Thursday, June 29, 2006

The Time Machine

Now that this introduction stuff is out of the way I guess its time to get into more of the day-to-day stuff. Nothing too eventful today…I hate public transit. I grew up on a farm where we either walked or drove everywhere.

I feel guilty about pushing the stop request button and inconveniencing people. Sometimes I wait until someone else pushes it first, and oftentimes I’m like 5 stops beyond where I want to be.

Where I’m from people say “please” and “thank you” and let you bud in line if you really have to pee. Here it’s different. I like it but this whole public transit thing scares me. Although I pay the same fair as other passengers I still feel like a second-class rider.

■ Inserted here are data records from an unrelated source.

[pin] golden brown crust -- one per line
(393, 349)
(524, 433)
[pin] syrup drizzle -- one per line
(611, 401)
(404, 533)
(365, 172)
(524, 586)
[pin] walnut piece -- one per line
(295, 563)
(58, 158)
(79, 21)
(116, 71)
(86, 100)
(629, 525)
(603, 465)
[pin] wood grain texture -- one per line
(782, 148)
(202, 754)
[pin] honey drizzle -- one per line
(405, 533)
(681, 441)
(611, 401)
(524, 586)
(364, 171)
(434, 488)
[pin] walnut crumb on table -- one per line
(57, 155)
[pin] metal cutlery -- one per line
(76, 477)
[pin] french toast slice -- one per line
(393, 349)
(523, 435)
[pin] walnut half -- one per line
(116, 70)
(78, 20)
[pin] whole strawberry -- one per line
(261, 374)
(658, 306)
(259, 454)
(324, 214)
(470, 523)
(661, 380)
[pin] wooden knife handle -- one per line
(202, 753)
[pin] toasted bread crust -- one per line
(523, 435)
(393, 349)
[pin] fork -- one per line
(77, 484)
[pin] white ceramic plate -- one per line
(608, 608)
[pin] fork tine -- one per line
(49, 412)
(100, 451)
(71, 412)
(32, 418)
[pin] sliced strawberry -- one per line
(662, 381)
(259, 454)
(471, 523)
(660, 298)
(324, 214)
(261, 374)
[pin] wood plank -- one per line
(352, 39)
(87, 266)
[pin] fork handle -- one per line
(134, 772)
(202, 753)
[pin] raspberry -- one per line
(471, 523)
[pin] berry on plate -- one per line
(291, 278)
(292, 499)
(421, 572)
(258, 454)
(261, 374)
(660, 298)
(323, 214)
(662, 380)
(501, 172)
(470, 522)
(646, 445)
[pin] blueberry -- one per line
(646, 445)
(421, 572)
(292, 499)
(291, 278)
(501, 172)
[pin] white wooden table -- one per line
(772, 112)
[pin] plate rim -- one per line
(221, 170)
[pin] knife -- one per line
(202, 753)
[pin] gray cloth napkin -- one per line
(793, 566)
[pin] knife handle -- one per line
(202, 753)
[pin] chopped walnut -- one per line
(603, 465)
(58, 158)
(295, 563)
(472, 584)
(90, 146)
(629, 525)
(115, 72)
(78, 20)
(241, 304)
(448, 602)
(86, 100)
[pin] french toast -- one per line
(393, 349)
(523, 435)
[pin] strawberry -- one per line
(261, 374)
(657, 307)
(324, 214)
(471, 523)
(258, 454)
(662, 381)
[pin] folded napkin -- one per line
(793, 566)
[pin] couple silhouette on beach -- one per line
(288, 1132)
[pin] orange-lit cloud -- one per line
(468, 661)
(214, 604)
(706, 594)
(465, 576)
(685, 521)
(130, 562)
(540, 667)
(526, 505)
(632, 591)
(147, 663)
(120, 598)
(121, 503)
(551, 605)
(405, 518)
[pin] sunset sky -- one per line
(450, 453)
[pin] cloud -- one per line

There are many who utilize it everyday, or have been for years. These are the ones with the truly vested interest in public transit. I’m an occasional rider, subject to the prevailing attitude of the long-term rocket riders.

People are pretty territorial; most rules governing behavior simply aren’t adhered to. I don’t know if it’s a function of the demographic, or of the swelling population competed over the same amount of resources. But people devolve down there. People mark their territory; they leave their garbage behind as a sign that this is their stomping ground. They fight for supremacy, all jostling for the higher pole position so as to not have someone’s armpit stuck in their face. I guess there is no better way to dominate someone then to force them to smell your stank ass B.O. at 7 in the morning.

It really is, at some points, the law of the jungle, and the TTC hurdles us back into the Paleolithic era or (whenever cave men first were invented) all at 100 mph. The rapid devolution of man; all courtesy of the taxpayers of Toronto and the Province of Ontario. For all the good that public transit affords our city (lower emissions, convenience etc.) perhaps its greatest gift is it offers a glimpse of what life was like or could return to if there was another wildcat strike.

On this bus or subway I am definitely the lesser specimen, I don’t push to get on, I give up my seat, I don’t argue with the bus driver. Once I watched some strung out lady yell at the bus driver. Right away I thought to myself “OMG that ladies gonna’ get in trouble.” Then I realized-by who? The bus driver? I felt this way because I rode one of those big ass school buses to school every morning. You couldn’t mess around on them. For me the hierarchy of authority was like –policeman, fireman, bus driver. They were more important than a judge!

Where I’m at is a far cry from where I came from.